Presque 3 ans après notre dernière visite, après 3250 nm parcourus et 23,5 jours de mer, nous avons enfin mouillé l'ancre face à Rikitea. Je ne saurais exprimer fidèlement les sentiments que nous éprouvons sur l'heure tant est grande l'émotion qui nous étreint d'avoir accompli cette traversée avec succès. A vrai dire, nous avons tous, je pense, une petite larme à l'oeil...


On est arrivé !!!

Jusqu'à la fin, le suspens aura été de la partie: entre le gouvernail qui menaçait de céder pour de bon, les vents qui semblaient s'être concertés pour nous contrarier et le réservoir d'essence qui se vidait dangeureusement (650L consommés, sur les 700 disponibles), j'ai bien cru que la traversée ne finirait jamais. Reste maintenant à savourer notre réussite avant de reprendre le bateau en main. Outre les diverses avaries, nous devons également faire face à un problème plus urgent: 3 des 4 cabines ont été submergées. Bien sûr, les quantités d'eau sont faibles mais les matelas sont mouillés (et, pour certains, depuis 2 semaines) et doivent être séchés avant de pouvoir être utilisés. La literie et les vêtements qui s'y trouvaient doivent aussi être lavés à l'eau douce et séchés mais cela peut attendre. Ensuite, il faudra faire disparaître les moisissures qui ont pris pied dans les cabines moites et inoccupées pendant 3 semaines.

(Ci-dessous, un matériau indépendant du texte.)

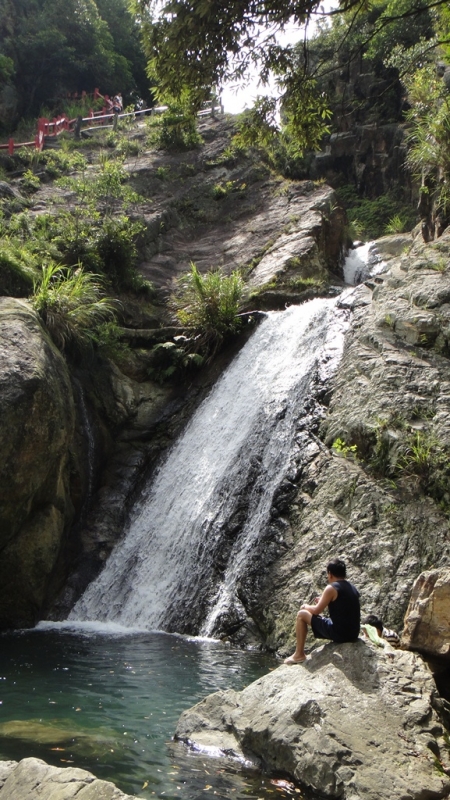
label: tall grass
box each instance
[0,239,40,296]
[171,263,243,355]
[32,264,116,353]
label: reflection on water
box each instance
[0,629,305,799]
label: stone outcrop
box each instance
[0,758,138,799]
[125,118,347,303]
[311,123,409,201]
[229,228,450,651]
[176,640,450,800]
[0,297,79,628]
[402,568,450,658]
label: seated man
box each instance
[285,559,360,664]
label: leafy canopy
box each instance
[0,0,149,128]
[130,0,449,151]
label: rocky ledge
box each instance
[175,639,450,800]
[0,757,138,799]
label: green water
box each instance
[0,627,302,799]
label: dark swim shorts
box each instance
[311,615,340,642]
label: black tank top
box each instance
[328,580,360,642]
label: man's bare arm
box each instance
[301,585,338,615]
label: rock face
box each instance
[402,568,450,658]
[175,640,450,800]
[0,298,78,628]
[0,757,138,799]
[126,118,347,302]
[236,228,450,651]
[311,123,409,201]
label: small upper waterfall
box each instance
[69,298,348,636]
[344,241,387,285]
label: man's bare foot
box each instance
[284,655,306,664]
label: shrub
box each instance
[94,216,148,292]
[171,263,244,355]
[336,186,417,240]
[0,239,40,296]
[21,169,40,193]
[385,214,408,234]
[32,264,116,353]
[147,341,204,383]
[148,104,202,151]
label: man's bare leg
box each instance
[284,609,312,664]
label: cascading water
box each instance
[69,298,348,636]
[344,241,387,285]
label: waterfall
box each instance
[344,241,387,285]
[69,299,348,636]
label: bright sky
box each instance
[220,2,336,114]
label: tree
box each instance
[130,0,449,150]
[0,0,148,127]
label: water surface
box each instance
[0,628,303,799]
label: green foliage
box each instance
[384,214,408,234]
[37,147,88,178]
[49,152,147,290]
[147,341,204,383]
[32,264,116,353]
[155,166,171,180]
[288,275,325,291]
[147,104,202,152]
[0,0,148,130]
[400,65,450,217]
[171,263,244,356]
[397,430,444,480]
[94,216,150,292]
[20,169,40,194]
[337,186,416,240]
[0,201,149,297]
[0,53,14,83]
[92,319,129,358]
[233,98,280,153]
[232,92,331,166]
[366,414,450,509]
[212,180,246,200]
[0,238,40,296]
[58,154,141,214]
[309,0,434,123]
[332,438,358,459]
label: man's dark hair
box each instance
[364,614,383,632]
[327,559,346,578]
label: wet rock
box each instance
[402,568,450,658]
[175,640,450,800]
[0,757,138,799]
[0,298,77,627]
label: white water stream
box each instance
[70,298,348,635]
[344,241,387,285]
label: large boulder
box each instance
[0,297,77,627]
[0,757,138,799]
[402,568,450,658]
[175,640,450,800]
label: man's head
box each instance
[326,559,346,579]
[364,614,383,634]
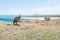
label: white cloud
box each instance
[0,0,60,15]
[0,5,60,15]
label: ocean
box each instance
[0,17,27,22]
[0,17,60,22]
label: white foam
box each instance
[25,17,60,20]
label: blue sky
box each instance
[0,0,60,15]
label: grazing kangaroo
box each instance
[13,15,21,26]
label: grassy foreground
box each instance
[0,19,60,40]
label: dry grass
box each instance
[0,19,60,40]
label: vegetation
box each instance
[0,22,60,40]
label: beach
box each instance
[0,19,60,40]
[0,0,60,40]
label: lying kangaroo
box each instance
[44,17,50,21]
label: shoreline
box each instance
[0,17,60,22]
[0,18,60,22]
[0,19,60,27]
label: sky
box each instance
[0,0,60,15]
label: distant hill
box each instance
[0,15,60,17]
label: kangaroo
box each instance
[44,17,50,21]
[13,15,21,26]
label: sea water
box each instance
[0,17,27,22]
[0,17,60,22]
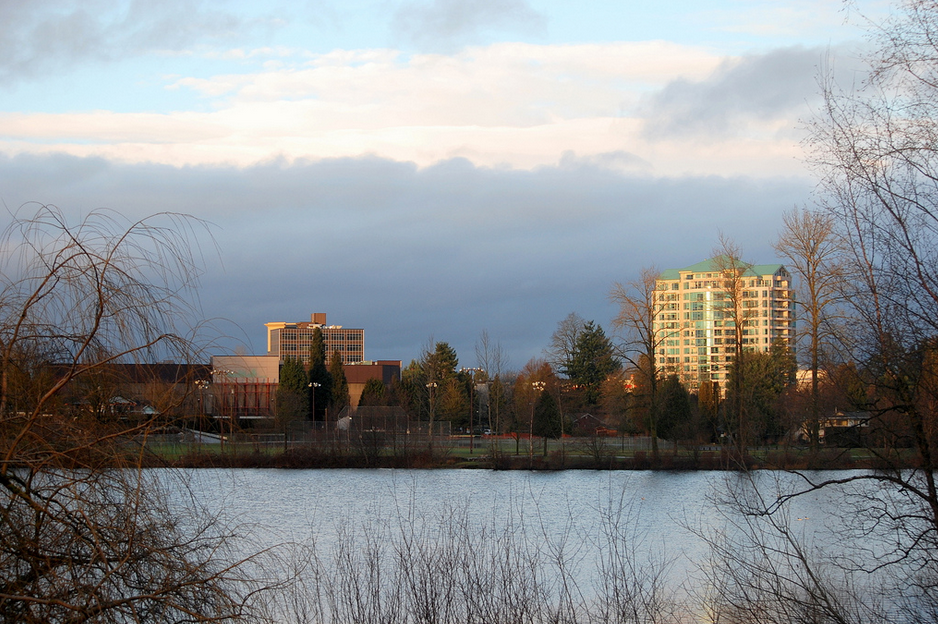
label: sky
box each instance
[0,0,885,370]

Mais il fait beau. Le soleil brille. La température est de 25°C et nous sommes en Polynésie... Alors, on va pas se plaindre et on va profiter de la vie !!


5 juin 2012 - En mer

Petite clarification concernant notre traversée : au départ, nous comptions naviguer de NZ vers les Australes, Tubuai ou Rapa puis aller vers les Gambier. Ce genre de navigation se fait généralement en suivant les vents dominants d'ouest sous les 40èmes puis en bifurquant vers le nord à la longitude souhaitée. La ligne droite est impossible à la voile car entre 25°S et 30°S, on rencontre les alizés qui soufflent vers l'ouest, ce qui rend difficile la navigation vers l'est. Notre plan consistait donc à rester entre 35 et 40° de latitude sud jusqu'à 145° de longitude ouest avant de remonter. Malheureusement, lorsque nous avons atteint la longitude souhaitée, une grosse dépression située entre nous et notre destination nous a envoyé des vents du nord pendant une semaine, rendant impossible la remontée.


On va aux Gambier

Nous avons donc opté pour le plan bis : aller aux Gambiers, situés 10° plus à l'ouest que les Australes (et, accessoirement 4° plus au nord, soit d'autant plus loin de nous). Ce plan allonge de quelques jours notre traversée mais, de toutes façons, nous aurions dû, un jour ou l'autre, naviguer des Australes vers les Gambier, ce qui, pour les raisons précitées, n'aurait pas été une partie de plaisir (enfin, au moins, on aurait pu choisir une bonne fenêtre météo). En outre, les avaries que nous avons rencontrées doivent faire l'objet de réparations qui risquent de prendre du temps, vu la difficulté d'acheminer des pièces détachées (notamment pour le gouvernail et les chandeliers). Les Gambier sont, de ce point de vue, un meilleur choix car ils offrent un bon abri, de bons mouillages et une logistique plus adaptée que les rustiques Australes. Bref, nous sommes maintenant à 33°08S et 139°07W à quelques 640 nm des Gambier, ce qui va effectivement demander une semaine de navigation.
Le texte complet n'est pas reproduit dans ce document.